We had to tell a short tale about one of our species, this resulted in a range information from dragonflies and  caddisflies, to parasites and parasites of parasites. I went for a slug, there is a slug story for all occasions, no really there is! (well almost anyway). Mine was of leopard slugs, which like a few other related species, mate dangling from a long thread of mucus, if you have never seen it this was one of the stand out scenes from “Life in the Undergrowth”. It lead to a further sluggy story from our celebrity guest, we don’t always have one of these, but we did today. Today’s celebrity was Nick Baker, his story was about the other slug in my pot, Arion ater. He told us how they rock from side to side when prodded, which I knew, but also, which I did not, that the thick mucus the secrete at the same time has an anaesthetic effect, he knew this because he had licked one!


Hidden Wonders

Bird News: Ibsley Watersand martin 5+, black-necked grebe 1, redshank 2. Ivy Lakebittern 1, Egyptian goose 4, goldeneye 1. Woodlandbrambling 1.

Yet again I could hardly see half way up Ibsley Water as I opened up, but through the mist I saw at least 5 sand martin, but I have no doubt there were more as I could only see them when they were low over the water. I also found a black-necked grebe, looking very good in pretty well full summer plumage. There was still no sign of any little ringed plover, although pairs of oystercatcher and redshank were looking settled and several male lapwing have taken up station on potential territories.

On Ivy Lake today a bittern was seen briefly in flight for the third day running. There has been a noisy pair of Egyptian geese prospecting nest sites around the lake for a while now and today a second pair appeared and violent fights ensued, I think they have the potential to become a real nuisance.

All I saw at the Woodland hide was a good number of lesser redpoll, although I saw the male brambling several times via the camera link on the TV in the Centre and I note in the log book that a female was seen yesterday as well.

It got very pleasant in the afternoon once the sun came out and I spent a while moving the logs from the diseased alders we felled a while ago.
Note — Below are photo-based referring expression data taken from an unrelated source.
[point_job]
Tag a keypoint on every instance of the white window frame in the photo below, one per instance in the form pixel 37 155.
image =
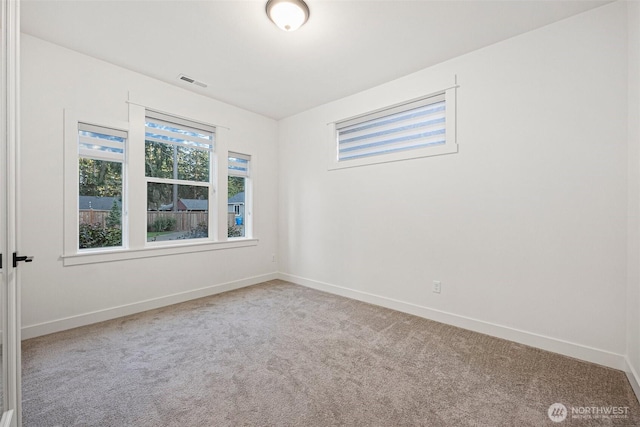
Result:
pixel 248 192
pixel 135 183
pixel 71 226
pixel 212 217
pixel 449 146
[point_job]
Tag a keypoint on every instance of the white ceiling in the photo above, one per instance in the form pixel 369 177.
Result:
pixel 346 47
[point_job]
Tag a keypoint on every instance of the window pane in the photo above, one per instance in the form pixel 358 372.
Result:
pixel 176 212
pixel 236 207
pixel 100 203
pixel 161 159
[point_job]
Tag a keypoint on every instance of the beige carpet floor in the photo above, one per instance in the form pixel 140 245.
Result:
pixel 277 354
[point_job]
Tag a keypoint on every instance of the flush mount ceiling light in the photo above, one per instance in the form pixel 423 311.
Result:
pixel 288 15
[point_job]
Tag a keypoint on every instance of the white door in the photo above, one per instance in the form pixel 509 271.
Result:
pixel 10 277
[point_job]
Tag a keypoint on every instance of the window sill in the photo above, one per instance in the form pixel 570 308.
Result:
pixel 152 251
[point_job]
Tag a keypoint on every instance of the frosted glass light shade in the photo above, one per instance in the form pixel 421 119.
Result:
pixel 288 15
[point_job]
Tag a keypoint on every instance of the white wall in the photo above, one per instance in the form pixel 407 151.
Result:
pixel 56 297
pixel 633 289
pixel 525 226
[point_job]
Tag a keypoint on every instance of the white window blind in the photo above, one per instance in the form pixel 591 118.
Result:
pixel 413 125
pixel 172 130
pixel 97 142
pixel 239 164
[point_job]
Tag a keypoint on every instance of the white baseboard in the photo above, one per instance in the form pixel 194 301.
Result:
pixel 32 331
pixel 634 378
pixel 578 351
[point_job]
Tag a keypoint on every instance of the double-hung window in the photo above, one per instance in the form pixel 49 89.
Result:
pixel 101 159
pixel 239 192
pixel 418 128
pixel 178 171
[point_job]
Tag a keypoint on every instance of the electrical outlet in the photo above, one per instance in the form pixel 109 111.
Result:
pixel 437 286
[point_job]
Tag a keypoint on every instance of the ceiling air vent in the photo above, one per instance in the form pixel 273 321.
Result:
pixel 192 81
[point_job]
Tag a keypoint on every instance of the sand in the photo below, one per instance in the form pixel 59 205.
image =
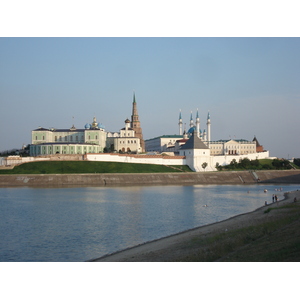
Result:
pixel 173 248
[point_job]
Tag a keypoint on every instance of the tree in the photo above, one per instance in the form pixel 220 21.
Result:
pixel 233 163
pixel 218 167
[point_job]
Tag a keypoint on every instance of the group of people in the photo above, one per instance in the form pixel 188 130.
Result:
pixel 274 198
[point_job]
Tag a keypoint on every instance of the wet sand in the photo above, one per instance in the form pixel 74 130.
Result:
pixel 174 248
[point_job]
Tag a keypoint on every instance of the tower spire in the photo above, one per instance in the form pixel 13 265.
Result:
pixel 208 127
pixel 135 123
pixel 180 123
pixel 191 120
pixel 198 124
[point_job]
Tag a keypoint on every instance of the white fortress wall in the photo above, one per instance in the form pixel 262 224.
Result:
pixel 139 159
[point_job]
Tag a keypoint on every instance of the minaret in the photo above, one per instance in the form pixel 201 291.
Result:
pixel 204 135
pixel 180 123
pixel 191 120
pixel 198 124
pixel 135 124
pixel 208 128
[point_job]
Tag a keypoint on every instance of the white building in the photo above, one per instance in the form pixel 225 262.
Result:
pixel 92 139
pixel 125 141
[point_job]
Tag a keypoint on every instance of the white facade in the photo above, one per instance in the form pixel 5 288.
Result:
pixel 68 141
pixel 125 141
pixel 161 143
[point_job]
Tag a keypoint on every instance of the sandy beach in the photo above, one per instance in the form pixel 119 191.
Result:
pixel 244 237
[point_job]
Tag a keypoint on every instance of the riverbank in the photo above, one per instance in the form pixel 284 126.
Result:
pixel 270 233
pixel 130 179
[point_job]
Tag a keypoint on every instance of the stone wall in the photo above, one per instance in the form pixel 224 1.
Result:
pixel 233 177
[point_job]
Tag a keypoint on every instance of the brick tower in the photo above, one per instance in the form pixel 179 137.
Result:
pixel 136 125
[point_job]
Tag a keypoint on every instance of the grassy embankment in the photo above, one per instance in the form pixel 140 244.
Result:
pixel 83 167
pixel 275 240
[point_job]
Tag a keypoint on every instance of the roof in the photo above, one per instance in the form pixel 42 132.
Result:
pixel 63 143
pixel 194 143
pixel 65 130
pixel 256 141
pixel 174 136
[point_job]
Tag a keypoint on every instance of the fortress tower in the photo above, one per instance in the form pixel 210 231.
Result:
pixel 135 123
pixel 208 128
pixel 180 124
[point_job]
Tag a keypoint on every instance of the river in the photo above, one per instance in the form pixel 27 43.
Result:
pixel 78 224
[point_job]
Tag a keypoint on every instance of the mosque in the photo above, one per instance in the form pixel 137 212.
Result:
pixel 173 143
pixel 192 147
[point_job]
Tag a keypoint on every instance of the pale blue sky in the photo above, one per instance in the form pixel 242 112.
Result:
pixel 249 85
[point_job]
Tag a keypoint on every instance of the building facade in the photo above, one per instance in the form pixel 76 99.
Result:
pixel 91 139
pixel 125 141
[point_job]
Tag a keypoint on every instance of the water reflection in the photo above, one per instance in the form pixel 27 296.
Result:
pixel 77 224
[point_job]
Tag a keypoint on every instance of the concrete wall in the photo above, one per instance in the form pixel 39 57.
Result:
pixel 241 177
pixel 138 159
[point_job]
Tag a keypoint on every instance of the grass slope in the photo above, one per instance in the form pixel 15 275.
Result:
pixel 71 167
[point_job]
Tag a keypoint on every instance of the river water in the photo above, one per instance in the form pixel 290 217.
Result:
pixel 78 224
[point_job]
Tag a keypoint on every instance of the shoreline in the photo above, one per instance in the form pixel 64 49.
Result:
pixel 131 179
pixel 173 247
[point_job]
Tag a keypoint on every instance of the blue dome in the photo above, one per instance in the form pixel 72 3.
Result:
pixel 191 130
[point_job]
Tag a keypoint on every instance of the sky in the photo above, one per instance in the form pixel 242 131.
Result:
pixel 249 85
pixel 62 63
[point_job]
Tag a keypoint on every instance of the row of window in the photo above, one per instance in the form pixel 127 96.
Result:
pixel 60 138
pixel 131 141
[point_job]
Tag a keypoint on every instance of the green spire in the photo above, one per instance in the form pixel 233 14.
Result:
pixel 134 97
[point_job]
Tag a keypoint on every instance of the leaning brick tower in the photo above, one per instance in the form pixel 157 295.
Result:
pixel 136 125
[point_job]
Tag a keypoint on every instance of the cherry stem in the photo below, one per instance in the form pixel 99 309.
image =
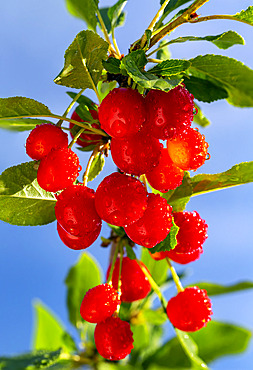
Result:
pixel 95 152
pixel 115 247
pixel 76 137
pixel 183 18
pixel 175 276
pixel 154 286
pixel 153 22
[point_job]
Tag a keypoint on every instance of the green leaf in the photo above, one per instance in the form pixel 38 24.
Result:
pixel 219 339
pixel 179 197
pixel 21 124
pixel 112 65
pixel 230 74
pixel 105 87
pixel 191 350
pixel 96 166
pixel 164 53
pixel 170 67
pixel 81 277
pixel 118 230
pixel 19 107
pixel 145 79
pixel 199 118
pixel 22 201
pixel 217 289
pixel 169 242
pixel 83 61
pixel 237 175
pixel 223 41
pixel 246 15
pixel 85 9
pixel 49 333
pixel 157 269
pixel 83 100
pixel 30 361
pixel 204 90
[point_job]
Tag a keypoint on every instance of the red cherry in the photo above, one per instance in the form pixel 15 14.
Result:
pixel 190 310
pixel 154 225
pixel 77 242
pixel 188 150
pixel 184 258
pixel 134 283
pixel 75 210
pixel 120 199
pixel 113 338
pixel 85 140
pixel 166 176
pixel 168 112
pixel 192 232
pixel 137 154
pixel 59 169
pixel 99 303
pixel 43 138
pixel 122 112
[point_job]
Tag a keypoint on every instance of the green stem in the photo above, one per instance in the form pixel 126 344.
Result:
pixel 93 155
pixel 175 276
pixel 56 116
pixel 183 18
pixel 104 30
pixel 76 137
pixel 72 103
pixel 154 286
pixel 218 16
pixel 153 22
pixel 115 255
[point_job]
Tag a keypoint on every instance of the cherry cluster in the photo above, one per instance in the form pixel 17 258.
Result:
pixel 137 128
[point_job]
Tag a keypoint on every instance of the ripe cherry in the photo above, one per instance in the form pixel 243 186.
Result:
pixel 43 138
pixel 99 303
pixel 190 310
pixel 166 176
pixel 188 150
pixel 122 112
pixel 113 338
pixel 75 210
pixel 154 225
pixel 168 112
pixel 134 283
pixel 59 169
pixel 84 139
pixel 77 242
pixel 137 154
pixel 120 199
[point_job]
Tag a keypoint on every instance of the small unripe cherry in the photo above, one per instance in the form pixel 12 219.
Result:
pixel 77 242
pixel 188 150
pixel 99 303
pixel 58 170
pixel 84 139
pixel 168 112
pixel 75 210
pixel 122 112
pixel 166 176
pixel 154 225
pixel 120 199
pixel 113 338
pixel 137 154
pixel 134 283
pixel 43 138
pixel 190 310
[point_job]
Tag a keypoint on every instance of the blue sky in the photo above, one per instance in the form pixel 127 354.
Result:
pixel 34 36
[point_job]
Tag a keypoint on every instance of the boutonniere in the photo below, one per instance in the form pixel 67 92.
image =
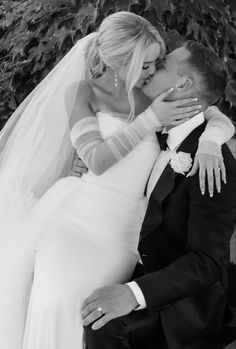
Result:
pixel 181 162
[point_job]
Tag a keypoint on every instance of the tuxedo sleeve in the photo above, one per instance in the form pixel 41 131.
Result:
pixel 210 226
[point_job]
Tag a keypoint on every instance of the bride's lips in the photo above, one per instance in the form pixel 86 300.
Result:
pixel 148 80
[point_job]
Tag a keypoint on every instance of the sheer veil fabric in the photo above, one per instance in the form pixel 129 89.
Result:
pixel 35 145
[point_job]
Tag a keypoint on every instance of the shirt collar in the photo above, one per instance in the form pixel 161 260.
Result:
pixel 178 133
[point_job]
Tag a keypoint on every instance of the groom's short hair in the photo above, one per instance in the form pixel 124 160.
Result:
pixel 211 68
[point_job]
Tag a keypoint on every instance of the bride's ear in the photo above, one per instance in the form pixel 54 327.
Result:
pixel 183 84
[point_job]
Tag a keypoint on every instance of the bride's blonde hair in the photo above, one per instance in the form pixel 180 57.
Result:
pixel 122 39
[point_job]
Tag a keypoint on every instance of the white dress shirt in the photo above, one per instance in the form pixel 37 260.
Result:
pixel 176 136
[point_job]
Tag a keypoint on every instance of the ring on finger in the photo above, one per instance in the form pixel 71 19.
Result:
pixel 100 310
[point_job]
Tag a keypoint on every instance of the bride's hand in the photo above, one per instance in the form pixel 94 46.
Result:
pixel 210 167
pixel 175 112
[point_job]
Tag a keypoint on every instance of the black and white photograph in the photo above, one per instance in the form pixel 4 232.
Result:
pixel 117 174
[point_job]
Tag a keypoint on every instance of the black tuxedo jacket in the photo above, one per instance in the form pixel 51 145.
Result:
pixel 185 250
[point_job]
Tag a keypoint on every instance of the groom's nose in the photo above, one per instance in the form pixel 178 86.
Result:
pixel 152 69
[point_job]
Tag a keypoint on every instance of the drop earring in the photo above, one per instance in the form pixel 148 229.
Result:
pixel 116 80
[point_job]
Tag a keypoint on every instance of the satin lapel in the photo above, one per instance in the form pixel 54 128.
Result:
pixel 164 185
pixel 166 182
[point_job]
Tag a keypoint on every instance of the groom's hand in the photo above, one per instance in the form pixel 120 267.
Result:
pixel 108 303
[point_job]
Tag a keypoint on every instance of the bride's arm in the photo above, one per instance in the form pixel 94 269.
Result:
pixel 209 158
pixel 100 154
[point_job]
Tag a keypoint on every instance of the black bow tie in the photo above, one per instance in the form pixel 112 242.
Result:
pixel 162 139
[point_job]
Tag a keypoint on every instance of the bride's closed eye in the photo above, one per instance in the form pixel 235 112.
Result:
pixel 145 67
pixel 160 63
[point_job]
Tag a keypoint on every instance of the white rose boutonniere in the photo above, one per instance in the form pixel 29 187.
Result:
pixel 181 162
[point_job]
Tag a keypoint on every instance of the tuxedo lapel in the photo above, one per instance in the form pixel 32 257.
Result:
pixel 164 185
pixel 166 182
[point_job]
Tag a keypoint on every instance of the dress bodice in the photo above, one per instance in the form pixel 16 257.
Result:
pixel 129 175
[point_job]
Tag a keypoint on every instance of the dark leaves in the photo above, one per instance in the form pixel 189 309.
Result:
pixel 35 35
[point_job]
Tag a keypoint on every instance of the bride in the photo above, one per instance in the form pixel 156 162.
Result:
pixel 85 231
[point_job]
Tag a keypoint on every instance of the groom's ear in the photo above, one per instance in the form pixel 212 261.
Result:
pixel 183 84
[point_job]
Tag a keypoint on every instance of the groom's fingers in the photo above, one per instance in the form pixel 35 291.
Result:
pixel 102 321
pixel 93 316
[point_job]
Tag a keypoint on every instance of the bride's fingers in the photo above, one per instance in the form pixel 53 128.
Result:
pixel 223 170
pixel 210 181
pixel 182 102
pixel 195 167
pixel 217 176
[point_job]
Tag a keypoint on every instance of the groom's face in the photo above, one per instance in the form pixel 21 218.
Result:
pixel 168 73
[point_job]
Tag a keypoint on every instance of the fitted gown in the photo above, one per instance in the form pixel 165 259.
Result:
pixel 89 233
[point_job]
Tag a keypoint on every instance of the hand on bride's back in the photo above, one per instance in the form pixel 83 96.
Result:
pixel 174 112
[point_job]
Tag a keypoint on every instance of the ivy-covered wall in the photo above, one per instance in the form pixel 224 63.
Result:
pixel 35 34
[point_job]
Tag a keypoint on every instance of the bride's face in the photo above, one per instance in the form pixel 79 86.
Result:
pixel 149 66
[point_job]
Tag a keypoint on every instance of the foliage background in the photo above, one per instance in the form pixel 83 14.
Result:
pixel 36 34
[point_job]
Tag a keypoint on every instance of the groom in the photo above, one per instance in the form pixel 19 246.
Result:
pixel 177 297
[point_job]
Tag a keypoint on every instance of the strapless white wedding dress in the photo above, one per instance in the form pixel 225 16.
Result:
pixel 89 232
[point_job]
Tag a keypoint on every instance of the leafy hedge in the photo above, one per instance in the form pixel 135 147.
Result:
pixel 35 35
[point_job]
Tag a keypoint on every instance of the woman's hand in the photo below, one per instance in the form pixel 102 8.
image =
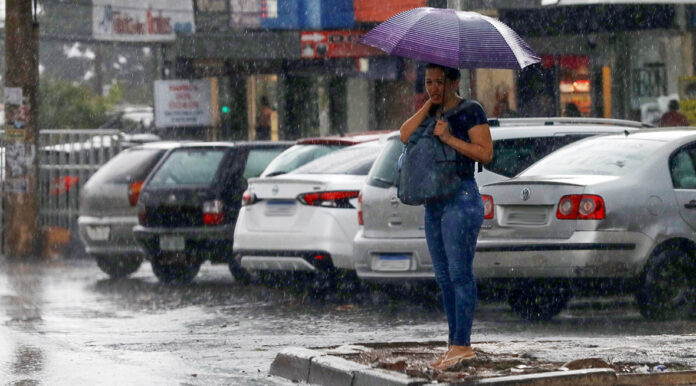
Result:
pixel 442 130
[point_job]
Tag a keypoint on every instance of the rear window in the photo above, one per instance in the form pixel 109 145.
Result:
pixel 258 160
pixel 188 167
pixel 128 166
pixel 601 156
pixel 295 157
pixel 384 172
pixel 511 156
pixel 354 160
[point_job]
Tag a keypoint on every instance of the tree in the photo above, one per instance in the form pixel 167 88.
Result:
pixel 64 105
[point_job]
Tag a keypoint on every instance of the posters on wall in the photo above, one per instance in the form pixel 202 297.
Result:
pixel 135 20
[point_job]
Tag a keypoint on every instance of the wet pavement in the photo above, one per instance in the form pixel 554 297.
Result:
pixel 65 322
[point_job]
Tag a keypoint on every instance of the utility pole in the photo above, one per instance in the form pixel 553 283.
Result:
pixel 20 201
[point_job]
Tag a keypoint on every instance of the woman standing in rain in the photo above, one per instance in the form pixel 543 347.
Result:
pixel 452 223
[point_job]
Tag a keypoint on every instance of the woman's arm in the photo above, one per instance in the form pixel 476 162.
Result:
pixel 411 124
pixel 481 147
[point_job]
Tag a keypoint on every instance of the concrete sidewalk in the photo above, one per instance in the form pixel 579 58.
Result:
pixel 319 366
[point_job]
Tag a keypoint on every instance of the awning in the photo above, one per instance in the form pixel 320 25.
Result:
pixel 634 2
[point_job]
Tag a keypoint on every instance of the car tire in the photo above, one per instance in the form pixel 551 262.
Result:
pixel 667 288
pixel 240 275
pixel 118 267
pixel 539 300
pixel 176 273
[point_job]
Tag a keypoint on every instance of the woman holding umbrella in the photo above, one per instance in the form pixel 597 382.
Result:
pixel 453 39
pixel 452 223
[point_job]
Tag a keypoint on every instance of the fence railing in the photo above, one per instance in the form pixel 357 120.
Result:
pixel 67 158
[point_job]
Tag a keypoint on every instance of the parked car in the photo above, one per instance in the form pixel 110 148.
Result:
pixel 615 207
pixel 107 208
pixel 304 221
pixel 189 204
pixel 309 149
pixel 391 246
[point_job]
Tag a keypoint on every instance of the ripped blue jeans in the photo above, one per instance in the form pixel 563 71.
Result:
pixel 452 225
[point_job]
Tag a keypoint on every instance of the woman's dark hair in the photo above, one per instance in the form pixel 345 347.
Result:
pixel 450 73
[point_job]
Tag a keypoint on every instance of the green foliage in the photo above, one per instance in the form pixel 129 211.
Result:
pixel 64 105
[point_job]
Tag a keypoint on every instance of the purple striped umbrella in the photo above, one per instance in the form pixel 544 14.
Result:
pixel 451 38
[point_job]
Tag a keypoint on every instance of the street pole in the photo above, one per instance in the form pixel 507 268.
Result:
pixel 20 201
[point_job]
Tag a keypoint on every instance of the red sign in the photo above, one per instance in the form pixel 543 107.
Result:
pixel 334 44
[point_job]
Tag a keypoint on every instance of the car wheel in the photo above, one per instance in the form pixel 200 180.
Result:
pixel 175 273
pixel 668 286
pixel 539 300
pixel 241 275
pixel 120 266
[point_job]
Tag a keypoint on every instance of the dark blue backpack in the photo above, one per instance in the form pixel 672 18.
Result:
pixel 428 169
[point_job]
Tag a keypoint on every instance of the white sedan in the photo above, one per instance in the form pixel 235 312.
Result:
pixel 305 221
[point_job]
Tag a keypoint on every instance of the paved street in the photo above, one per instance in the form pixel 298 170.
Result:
pixel 63 322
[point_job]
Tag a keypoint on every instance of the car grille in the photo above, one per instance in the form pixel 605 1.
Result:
pixel 170 217
pixel 526 215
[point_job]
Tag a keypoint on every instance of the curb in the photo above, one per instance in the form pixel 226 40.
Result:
pixel 302 365
pixel 315 367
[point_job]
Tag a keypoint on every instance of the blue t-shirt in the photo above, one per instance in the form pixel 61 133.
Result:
pixel 461 119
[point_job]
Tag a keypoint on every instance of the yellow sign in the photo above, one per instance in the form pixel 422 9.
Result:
pixel 14 134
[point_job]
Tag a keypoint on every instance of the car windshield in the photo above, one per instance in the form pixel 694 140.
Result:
pixel 355 160
pixel 128 166
pixel 384 172
pixel 610 156
pixel 516 154
pixel 188 167
pixel 295 157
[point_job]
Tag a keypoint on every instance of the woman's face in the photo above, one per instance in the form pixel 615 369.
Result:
pixel 435 84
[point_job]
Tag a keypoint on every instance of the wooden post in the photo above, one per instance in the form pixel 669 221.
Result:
pixel 20 202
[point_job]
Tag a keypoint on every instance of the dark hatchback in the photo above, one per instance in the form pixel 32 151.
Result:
pixel 188 206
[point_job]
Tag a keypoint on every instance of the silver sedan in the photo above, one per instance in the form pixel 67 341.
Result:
pixel 614 209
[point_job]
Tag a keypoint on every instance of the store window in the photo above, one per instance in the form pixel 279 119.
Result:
pixel 574 85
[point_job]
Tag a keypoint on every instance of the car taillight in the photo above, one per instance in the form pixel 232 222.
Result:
pixel 488 207
pixel 360 208
pixel 134 192
pixel 61 185
pixel 248 198
pixel 581 207
pixel 212 212
pixel 338 199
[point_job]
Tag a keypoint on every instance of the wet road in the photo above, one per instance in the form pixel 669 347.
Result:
pixel 64 322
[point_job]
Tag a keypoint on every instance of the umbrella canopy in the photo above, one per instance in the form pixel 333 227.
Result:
pixel 451 38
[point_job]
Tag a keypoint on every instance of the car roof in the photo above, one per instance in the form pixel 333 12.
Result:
pixel 545 126
pixel 236 144
pixel 666 134
pixel 165 145
pixel 347 139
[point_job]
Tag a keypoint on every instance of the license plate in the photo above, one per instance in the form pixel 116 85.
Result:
pixel 172 243
pixel 391 262
pixel 98 233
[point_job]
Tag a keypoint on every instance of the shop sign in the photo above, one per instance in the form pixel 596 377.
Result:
pixel 334 44
pixel 137 21
pixel 183 103
pixel 378 11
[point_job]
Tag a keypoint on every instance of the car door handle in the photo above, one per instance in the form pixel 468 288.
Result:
pixel 395 201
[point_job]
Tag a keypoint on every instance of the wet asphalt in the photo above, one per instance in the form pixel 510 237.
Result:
pixel 64 322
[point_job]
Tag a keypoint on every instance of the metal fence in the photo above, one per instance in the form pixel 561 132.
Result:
pixel 67 158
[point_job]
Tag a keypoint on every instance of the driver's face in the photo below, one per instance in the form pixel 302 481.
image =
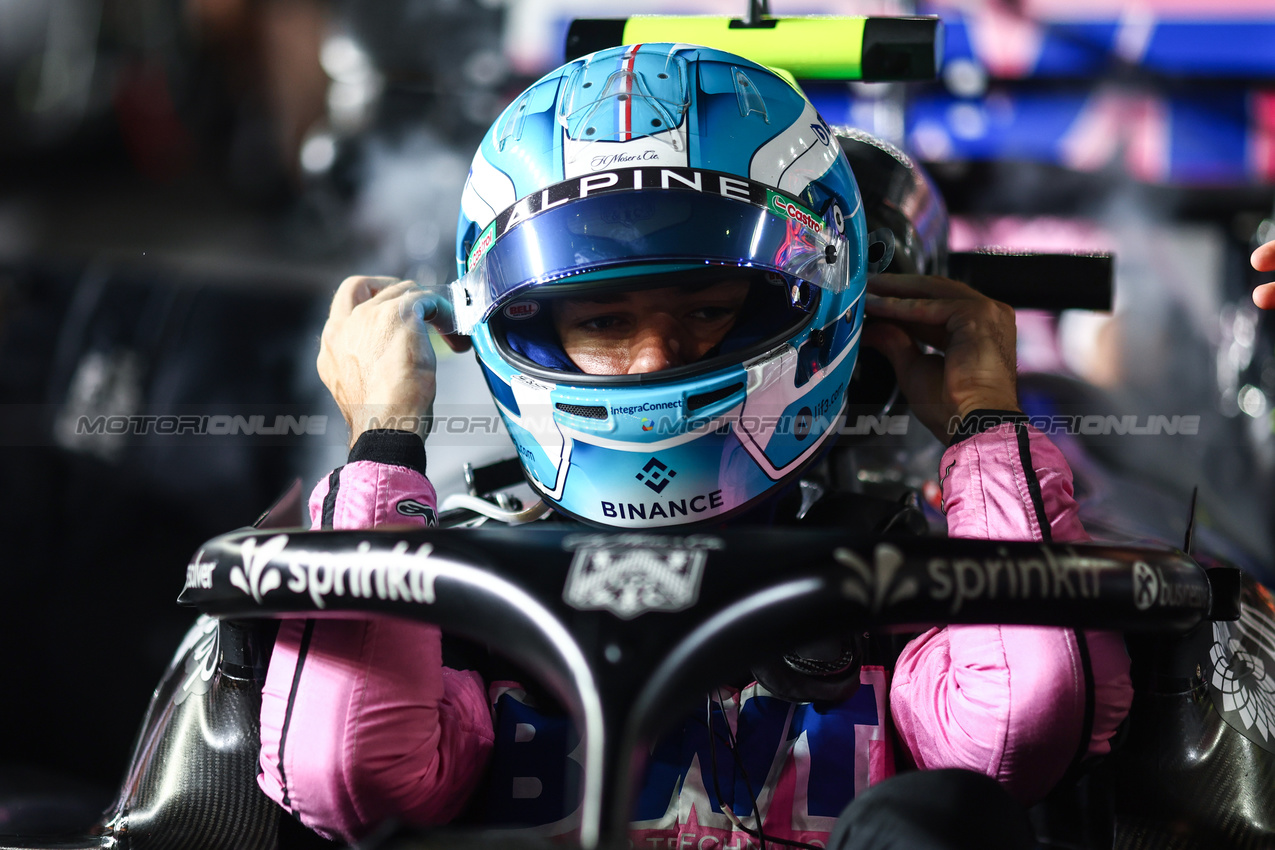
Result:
pixel 631 333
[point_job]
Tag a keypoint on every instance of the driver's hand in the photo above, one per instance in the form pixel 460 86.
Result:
pixel 977 335
pixel 1264 260
pixel 375 354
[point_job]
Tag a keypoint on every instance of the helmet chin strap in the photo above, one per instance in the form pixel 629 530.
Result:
pixel 494 511
pixel 824 670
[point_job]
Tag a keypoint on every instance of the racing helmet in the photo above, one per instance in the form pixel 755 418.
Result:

It is a very light wood once it dries and so is ideal for various uses in the education areas, even the smallest mini-beast hunter can roll an alder log without too much effort. In fact I came across a good range of invertebrates as I was moving the large logs so that I can cut them to size, most impressive was a splendid yellow leopard slug.

leopard slug in yellow

Leopard slugs do not usually come in yellow, their normal colour range is shades of grey, so this one was rather a surprise, it was also well patterned.

Leopard slug, close up of head and mantle

There were also several snails including the one below, I have tried looking it up and found a possible identity, but it would be a guess so I have opted for caution and left it unidentified, unless someone out there can put a name to it..


Of course there were lots of worms, woodlice and several beetles that would not stay still long enough for a picture, the same was true of most of the millipedes, apart from one which was in curled up mode, the legs look almost like a feather-like and the whole effect is reminiscent of an ammonite, at least to me.

millipede curled up.

In their own way each of these mini-beasts is quite stunning, the finger print-like pattern on the mantle of the slug, the ultra glassy shine on the snail-shell and the three dimensional study in arcs and circles that is the millipede, each one repays a second and a third really good look.